Dear Jan,
Thank you very much for your very detailed analysis. We will try to reproduce this as soon
as possible.
Three questions:
- You only use threads, no MPI parallelization, correct?
- Your machine has >= 32 cores?
- Do the neurons receive the expected input currents, especially the same currents
independent of number of threads?
Best,
Hans Ekkehard
--
Prof. Dr. Hans Ekkehard Plesser
Head, Department of Data Science
Faculty of Science and Technology
Norwegian University of Life Sciences
PO Box 5003, 1432 Aas, Norway
Phone +47 6723 1560
Email hans.ekkehard.plesser@nmbu.no<mailto:hans.ekkehard.plesser@nmbu.no>
Home
http://arken.nmbu.no/~plesser
On 28/04/2022, 16:22, "Jan Střeleček"
<strelda@protonmail.com<mailto:strelda@protonmail.com>> wrote:
Dear NEST developers,
In our group, we're working on a model of the primary visual cortex and use
step_current_source generators to simulate the input current of the LGN neurons. We
noticed that the simulation time of our model was very sensitive to the number of
step_current_sources. When trying to narrow down the cause, we found out that this might
be due to an issue with the parallelization of the step_current_source_generators. The
resulting simple system in which the problem can be observed is attached below,
simple_example.py. It essentially creates NS step_current_generators and injects them into
NL neurons with fixed indegree. The iaf_cond_exp neuron model is used here. The increment
in the number of step_current sources does not benefit from a multithreading performance
boost as one would expect. This is compared to the performance boost for the number of
neurons; see the technical details below. Our estimated guess is that the difference
between 1 and 32 threads is 10 to 20 times slower than the parallelization suggests.
Technical details:
The relative slowdown due to the parallelization of step_current_sources was measured
using linear regression over
simulation time = a NL + b NS.
See slowdown_example.png.
The ratio b/a was then calculated. This ratio was then measured in dependence on the
number of threads.
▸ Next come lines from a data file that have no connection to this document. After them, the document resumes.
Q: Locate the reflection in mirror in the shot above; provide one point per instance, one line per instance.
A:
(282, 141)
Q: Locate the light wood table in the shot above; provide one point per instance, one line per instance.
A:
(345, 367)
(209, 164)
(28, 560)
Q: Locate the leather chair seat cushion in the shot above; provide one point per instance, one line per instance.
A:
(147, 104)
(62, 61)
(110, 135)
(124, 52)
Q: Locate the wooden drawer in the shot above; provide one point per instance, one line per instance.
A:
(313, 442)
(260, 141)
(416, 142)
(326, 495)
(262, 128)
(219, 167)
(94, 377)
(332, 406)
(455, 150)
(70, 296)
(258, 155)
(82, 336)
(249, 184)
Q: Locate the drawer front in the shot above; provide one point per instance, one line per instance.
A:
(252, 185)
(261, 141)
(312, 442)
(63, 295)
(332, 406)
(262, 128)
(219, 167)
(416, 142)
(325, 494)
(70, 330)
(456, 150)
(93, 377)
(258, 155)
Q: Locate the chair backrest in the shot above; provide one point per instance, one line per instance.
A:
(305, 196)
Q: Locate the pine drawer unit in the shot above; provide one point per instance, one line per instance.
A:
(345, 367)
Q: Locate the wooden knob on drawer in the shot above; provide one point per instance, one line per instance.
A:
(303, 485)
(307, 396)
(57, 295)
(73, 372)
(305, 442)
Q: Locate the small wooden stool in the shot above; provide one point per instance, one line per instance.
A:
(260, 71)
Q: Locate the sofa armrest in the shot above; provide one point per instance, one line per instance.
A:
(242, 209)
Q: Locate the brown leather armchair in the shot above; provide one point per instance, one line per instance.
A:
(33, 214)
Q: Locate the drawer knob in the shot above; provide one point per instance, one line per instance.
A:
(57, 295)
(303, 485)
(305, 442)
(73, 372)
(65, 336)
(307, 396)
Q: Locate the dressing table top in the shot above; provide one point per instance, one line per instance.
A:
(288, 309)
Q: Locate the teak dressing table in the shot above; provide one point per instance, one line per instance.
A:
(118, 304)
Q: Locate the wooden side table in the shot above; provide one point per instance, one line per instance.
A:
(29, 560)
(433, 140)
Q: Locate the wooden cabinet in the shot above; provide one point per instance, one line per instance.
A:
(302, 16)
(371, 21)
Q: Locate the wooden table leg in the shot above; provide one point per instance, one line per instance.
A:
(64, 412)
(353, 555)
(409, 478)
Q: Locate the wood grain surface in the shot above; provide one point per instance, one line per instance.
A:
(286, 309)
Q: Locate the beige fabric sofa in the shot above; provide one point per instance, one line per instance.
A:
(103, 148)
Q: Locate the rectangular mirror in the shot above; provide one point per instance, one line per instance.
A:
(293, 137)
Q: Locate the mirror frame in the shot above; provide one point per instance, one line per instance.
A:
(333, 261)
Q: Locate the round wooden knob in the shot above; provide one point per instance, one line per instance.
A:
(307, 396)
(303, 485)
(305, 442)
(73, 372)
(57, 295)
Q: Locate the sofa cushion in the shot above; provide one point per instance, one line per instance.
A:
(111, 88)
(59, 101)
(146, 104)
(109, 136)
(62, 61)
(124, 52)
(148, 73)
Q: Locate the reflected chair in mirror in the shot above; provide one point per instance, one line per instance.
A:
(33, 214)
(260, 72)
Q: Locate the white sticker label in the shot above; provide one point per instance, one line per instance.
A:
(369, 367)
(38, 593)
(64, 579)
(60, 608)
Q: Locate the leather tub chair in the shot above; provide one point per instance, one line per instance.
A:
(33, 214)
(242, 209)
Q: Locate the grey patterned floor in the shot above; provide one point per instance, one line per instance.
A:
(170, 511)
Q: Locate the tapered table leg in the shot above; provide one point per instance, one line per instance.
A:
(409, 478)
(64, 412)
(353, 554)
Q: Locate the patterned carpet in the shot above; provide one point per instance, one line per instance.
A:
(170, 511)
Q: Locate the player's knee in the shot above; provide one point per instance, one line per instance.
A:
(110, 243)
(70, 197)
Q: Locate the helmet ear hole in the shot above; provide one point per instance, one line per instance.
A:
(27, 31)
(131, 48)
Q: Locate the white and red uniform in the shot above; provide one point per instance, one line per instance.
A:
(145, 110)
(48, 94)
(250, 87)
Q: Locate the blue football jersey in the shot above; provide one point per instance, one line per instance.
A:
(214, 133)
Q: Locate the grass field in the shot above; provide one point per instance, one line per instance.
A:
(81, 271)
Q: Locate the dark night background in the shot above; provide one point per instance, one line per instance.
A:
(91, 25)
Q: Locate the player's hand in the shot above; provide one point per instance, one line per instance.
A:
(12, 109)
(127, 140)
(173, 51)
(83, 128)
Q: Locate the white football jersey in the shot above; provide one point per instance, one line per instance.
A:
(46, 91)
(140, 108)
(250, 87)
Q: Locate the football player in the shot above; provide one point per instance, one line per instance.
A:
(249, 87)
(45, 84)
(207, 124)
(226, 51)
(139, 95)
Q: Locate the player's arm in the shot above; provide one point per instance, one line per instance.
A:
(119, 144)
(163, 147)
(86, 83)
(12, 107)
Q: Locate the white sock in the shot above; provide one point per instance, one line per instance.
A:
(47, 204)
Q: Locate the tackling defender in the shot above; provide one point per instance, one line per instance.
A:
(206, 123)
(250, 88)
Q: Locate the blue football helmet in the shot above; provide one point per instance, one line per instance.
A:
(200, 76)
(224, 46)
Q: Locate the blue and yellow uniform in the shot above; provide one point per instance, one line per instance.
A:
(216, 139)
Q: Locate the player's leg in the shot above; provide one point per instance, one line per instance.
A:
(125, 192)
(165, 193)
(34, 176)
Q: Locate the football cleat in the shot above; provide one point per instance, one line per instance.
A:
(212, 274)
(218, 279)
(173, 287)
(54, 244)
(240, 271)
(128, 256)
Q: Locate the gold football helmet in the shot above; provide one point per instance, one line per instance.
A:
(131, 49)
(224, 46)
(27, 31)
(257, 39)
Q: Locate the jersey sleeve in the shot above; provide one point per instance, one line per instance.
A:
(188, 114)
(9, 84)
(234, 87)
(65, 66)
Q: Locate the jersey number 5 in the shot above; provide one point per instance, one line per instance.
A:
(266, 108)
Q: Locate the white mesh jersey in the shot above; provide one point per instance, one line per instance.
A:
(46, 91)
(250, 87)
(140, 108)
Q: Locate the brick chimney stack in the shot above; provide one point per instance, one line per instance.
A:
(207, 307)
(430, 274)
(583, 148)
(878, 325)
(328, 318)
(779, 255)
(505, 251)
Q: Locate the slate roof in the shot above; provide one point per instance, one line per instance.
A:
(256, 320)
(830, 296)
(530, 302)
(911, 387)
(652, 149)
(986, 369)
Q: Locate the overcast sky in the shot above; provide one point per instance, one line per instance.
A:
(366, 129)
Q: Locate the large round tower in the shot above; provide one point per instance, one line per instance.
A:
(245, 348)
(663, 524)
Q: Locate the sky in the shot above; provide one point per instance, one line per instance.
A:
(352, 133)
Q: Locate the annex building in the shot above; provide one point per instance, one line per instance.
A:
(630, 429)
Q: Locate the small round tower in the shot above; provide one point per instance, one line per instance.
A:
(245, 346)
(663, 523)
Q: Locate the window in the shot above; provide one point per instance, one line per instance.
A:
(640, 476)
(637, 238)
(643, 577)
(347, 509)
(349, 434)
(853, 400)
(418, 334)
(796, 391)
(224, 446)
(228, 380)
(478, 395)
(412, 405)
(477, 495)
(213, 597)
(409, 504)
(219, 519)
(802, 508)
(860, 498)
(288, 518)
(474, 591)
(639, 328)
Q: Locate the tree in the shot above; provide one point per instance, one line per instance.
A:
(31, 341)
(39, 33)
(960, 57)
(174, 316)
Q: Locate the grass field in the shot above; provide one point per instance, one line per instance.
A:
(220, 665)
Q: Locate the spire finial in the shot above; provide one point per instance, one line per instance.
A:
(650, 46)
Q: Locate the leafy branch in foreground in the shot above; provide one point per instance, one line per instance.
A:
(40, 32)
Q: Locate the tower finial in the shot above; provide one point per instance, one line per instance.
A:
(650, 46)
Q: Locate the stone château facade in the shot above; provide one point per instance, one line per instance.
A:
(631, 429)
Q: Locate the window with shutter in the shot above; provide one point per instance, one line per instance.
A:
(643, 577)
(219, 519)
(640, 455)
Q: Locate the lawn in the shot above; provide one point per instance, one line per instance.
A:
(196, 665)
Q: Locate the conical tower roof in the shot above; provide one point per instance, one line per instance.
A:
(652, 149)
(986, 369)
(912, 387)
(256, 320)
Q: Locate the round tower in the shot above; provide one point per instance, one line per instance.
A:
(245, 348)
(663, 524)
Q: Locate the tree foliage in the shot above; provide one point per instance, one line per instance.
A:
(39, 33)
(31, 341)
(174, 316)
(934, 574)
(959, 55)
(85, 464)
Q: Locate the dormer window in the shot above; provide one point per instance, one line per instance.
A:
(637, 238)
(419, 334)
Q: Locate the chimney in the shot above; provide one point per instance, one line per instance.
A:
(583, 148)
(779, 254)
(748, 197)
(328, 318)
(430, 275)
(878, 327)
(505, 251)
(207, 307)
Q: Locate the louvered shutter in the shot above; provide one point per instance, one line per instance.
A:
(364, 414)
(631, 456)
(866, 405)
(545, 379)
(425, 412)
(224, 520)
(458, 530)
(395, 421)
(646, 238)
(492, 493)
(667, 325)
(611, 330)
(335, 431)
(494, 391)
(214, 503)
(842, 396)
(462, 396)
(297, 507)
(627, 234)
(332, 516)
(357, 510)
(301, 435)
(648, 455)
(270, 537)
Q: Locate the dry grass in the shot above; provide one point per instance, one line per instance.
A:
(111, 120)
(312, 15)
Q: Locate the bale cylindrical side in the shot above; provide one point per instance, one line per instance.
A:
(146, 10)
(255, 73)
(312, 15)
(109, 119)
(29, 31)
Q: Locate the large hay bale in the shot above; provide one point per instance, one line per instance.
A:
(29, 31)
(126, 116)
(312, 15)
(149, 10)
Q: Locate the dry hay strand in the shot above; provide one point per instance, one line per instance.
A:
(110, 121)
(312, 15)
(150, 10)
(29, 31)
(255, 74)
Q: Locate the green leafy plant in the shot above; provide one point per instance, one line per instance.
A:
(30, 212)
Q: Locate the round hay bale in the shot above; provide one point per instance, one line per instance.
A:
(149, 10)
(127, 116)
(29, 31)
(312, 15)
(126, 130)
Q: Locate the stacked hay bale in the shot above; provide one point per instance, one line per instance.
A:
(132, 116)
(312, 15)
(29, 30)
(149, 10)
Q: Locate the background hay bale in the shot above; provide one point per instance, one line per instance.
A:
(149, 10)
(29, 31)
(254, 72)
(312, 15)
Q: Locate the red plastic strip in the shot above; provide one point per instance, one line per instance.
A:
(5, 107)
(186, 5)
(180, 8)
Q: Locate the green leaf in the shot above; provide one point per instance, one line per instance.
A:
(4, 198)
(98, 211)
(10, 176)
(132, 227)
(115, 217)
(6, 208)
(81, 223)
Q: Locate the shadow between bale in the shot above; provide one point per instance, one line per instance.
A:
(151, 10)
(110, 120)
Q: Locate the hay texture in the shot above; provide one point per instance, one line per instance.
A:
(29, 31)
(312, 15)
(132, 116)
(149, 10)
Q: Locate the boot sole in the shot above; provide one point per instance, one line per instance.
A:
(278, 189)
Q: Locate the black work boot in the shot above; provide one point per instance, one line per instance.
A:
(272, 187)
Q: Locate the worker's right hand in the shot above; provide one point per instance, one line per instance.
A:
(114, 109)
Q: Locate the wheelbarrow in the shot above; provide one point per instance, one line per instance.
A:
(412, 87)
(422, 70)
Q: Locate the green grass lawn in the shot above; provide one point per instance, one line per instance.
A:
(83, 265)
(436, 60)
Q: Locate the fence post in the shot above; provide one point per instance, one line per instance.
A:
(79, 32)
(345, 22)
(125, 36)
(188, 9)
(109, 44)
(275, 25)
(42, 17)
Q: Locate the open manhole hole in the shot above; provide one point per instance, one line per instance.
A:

A bigger difference between the ratio for 1 thread and 32 threads means
a greater problem in parallelization in step_current_generators.
Some additional results:
· interval_dependence.png - the slowdown does not depend on amplitude_times in the
step_current_source function
· indegree_dependence.png - the slowdown depends on the indegree of
nest.Connect(source, neurons). Specifically, the slowdown is worse for low indegree
values. This shows the slowdown depends on the number of step_current_sources created, not
on the injections themselves.
Are you aware of some lack of parallelization of the step_current_source or current the
injection itself? If so, are there any plans for improving it?
best regards,
Jan Střeleček